Jones' father, by then, had given up his boxing career for one less painful. "During World War II, he got a few jobs being a sparring partner of Joe Louis in USO films," Jones recalls, "and he realized that in movies you don't get hit quite as hard or as often. He thought 'This is for me.'
So Jones told his commanding officer, 'Yeah, my dad's an actor, and I'm curious about that.' So he suggested I give it a try and on that advice, I did."
Robert Earl Jones cautioned his son about acting's rewards. " 'Look,' he told me, 'you've got to be realistic. I've not made a living of this. You're taking your chances.' But there were odd jobs. My dad was also a floor finisher, which he did throughout his acting career to sustain himself, and I joined him at that . . . we were janitors in several Broadway theaters. But," says Jones, who before his first marriage to actress Julienne Marie in 1967 was living (by choice) in a $19-a-month cold-water flat on Manhattan's Lower East Side, "I was always able to set my standard of living according to what (money) was coming in--not according to some dream or lifestyle."
Two years of study at Manhattan's American Theatre Wing (financed by the GI Bill) under Lee Strasberg and Tad Danielewski prepared him, but the day-to-day life in New York's theatrical milieu of the '50s and '60s honed his talent.
"New York was my workshop," he recalls. "I would run from being an actor in a play to being an actor in another play to being in the audience at another. It was a rich, rich time. I did simple things (his income averaged $45 a week), but every young actor must go through a certain process." He believes New York is still America's theatrical mecca: "If I had come to Los Angeles, then it would have been a joke . . . it still is. The idea of going to New York and getting your journeymanship in acting is still valid. There are wonderful audiences out here, but there isn't the volume of work on stage, in workshops, everything."
"I gave him a part in 'Henry V' in 1960," says Papp. "It was a small role, 20 lines. But I felt he made it the leading part in the play."

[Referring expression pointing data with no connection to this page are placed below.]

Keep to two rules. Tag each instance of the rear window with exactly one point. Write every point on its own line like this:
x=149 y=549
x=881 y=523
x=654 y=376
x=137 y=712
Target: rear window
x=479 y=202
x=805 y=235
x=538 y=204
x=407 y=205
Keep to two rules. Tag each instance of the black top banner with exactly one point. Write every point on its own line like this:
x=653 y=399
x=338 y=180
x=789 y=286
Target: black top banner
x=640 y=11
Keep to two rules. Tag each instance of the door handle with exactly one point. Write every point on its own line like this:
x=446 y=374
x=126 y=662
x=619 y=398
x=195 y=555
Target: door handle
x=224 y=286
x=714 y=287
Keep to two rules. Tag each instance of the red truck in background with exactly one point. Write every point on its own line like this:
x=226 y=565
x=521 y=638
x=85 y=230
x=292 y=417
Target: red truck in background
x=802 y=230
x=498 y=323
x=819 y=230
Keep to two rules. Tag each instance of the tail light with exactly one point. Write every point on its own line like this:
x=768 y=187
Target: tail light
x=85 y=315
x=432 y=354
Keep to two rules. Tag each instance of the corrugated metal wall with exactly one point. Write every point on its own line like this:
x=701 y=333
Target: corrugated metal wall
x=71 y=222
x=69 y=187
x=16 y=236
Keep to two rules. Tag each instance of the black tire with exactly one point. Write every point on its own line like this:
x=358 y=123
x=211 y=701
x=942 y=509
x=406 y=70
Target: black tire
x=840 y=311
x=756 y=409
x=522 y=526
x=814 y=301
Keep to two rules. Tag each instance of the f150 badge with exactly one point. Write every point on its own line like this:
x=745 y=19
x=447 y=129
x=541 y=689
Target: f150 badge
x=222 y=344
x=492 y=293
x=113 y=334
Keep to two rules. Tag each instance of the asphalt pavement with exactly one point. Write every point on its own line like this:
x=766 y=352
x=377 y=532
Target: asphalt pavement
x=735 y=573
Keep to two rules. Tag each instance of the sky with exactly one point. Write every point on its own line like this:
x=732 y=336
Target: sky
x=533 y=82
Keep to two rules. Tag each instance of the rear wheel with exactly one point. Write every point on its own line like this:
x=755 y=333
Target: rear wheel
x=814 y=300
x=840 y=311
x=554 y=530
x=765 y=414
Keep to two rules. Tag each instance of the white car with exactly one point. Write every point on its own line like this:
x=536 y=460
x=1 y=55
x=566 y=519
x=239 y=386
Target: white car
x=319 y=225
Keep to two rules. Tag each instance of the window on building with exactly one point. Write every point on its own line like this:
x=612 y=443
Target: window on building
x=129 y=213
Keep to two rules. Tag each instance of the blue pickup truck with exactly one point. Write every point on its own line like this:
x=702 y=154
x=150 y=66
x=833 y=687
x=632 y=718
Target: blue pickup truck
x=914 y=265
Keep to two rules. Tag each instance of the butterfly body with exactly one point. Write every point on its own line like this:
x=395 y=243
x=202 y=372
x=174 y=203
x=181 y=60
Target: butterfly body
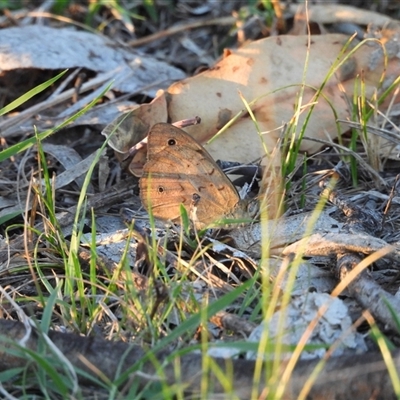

Jones still believes the turning point of his career was the role of Deodatus Village in the 1961 Off-Broadway production of Jean Genet's savage drama of race relations, "The Blacks." "What was special about 'The Blacks,' " he says, "was the heightened consciousness about racial politics, about liberty and freedom. There was a strong focus on the issues. I am of a generation that included Lou Gossett, Roscoe Lee Browne, Raymond St. Jacques, Cicely Tyson, Billy Dee Williams . . . many of us ended up in 'The Blacks,' and it put us all on the map."